Lightning fast public transportation has been a national discussion for years.
For one former Pacific Ridge High School student, however, it will be a reality.
Tyler Chen, a freshman at the University of California, Berkeley, has embarked on a whirlwind first year on campus. He joined a group of 42 other students to tackle the issue of high-speed trains.
His team entered Hawthorne-based SpaceX’s open competition to develop its open-sourced project dubbed Hyperloop.
A massive engineering project should it ever be implemented, Hyperloop was developed in 2013 with the goal of taking passengers from Los Angeles to San Francisco in 30 minutes.
Passengers would board a “pod” incorporating reduced-pressure tubes in which the pods would ride on an air cushion driven by linear induction motors and air compressors.
“The competition is to, first of all, design … the Hyperloop Pod,” Chen said. “If you pass the first round, you move on to the build stage.”
On SpaceX’s website, the company announced it has no financial or physical stake in Hyperloop, but instead wants to “accelerate development of a functional Hyperloop prototype.”
As for Chen, he found the competition last summer before enrolling, but once on campus, discovered several teams, which then morphed into one to create Berkeley Hyperloop.
The group of students, who range in majors from engineering to business, passed the first test two weeks ago at Texas A&M University at the design weekend.

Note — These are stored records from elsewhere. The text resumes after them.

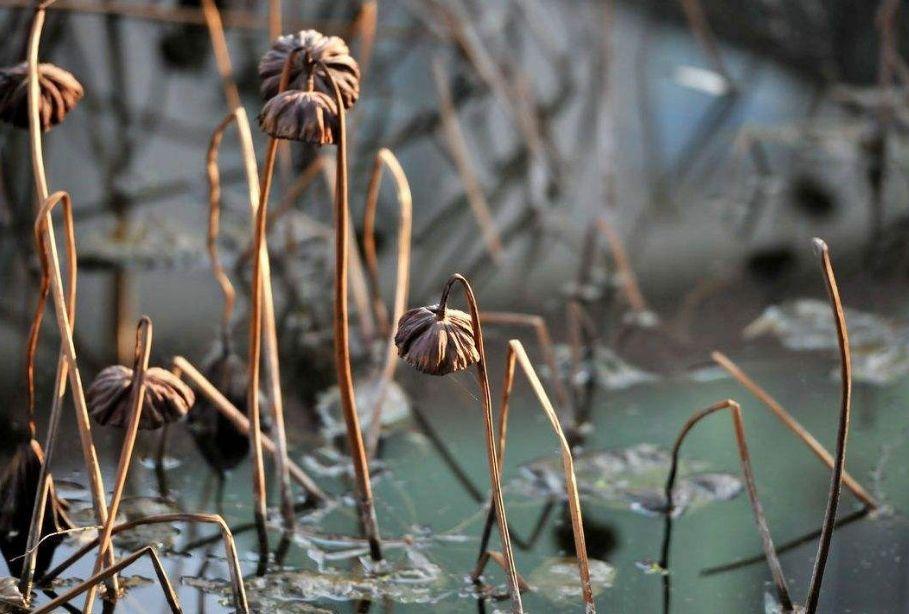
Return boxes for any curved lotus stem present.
[32,546,183,614]
[28,4,116,600]
[41,513,249,614]
[83,316,153,612]
[473,339,596,612]
[438,273,524,612]
[710,352,880,510]
[20,192,78,595]
[805,239,852,614]
[660,399,792,612]
[202,0,295,530]
[363,148,413,457]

Teams presented their concepts to a group of SpaceX and Tesla (the automaker is also owned by SpaceX founder Elon Musk) engineers.
“It was that judging session combined with our preliminary design briefing that got us through,” said Chen, a material science engineering major.
After passing, Chen and his team will now get to test their pod at SpaceX’s test track in Hawthorne. However, the company is still constructing the one-mile track.
In the meantime, Chen said he and his team are working on securing funding to build their pod. He said their budget is $60,000, although the price may go down after receiving feedback from SpaceX.
“It’s really any company in manufacturing and interested in Hyperloop,” Chen explained. “At the moment, we don’t have any full concrete funding sources.”
Chen’s role, however, is as the lead engineer for the braking and accelerating sub team, while the team has prioritized safety, functionality and reliability. Those concepts, he said, are driven by the thought if Hyperloop does become a transportation tool, it will be highly regulated by the state and federal governments.
Of course, raising funds for a complicated engineering project is no easy task. Chen said the university has chipped in some money, but the team is reaching out to several other companies with a stake in Hyperloop, or who are interested in the technology.
“As we do get funding, we should be building along the way and testing,” he added. “This is kind of the next stage for us, figuring out how we going to get the money. Based on any modifications, it could go down.”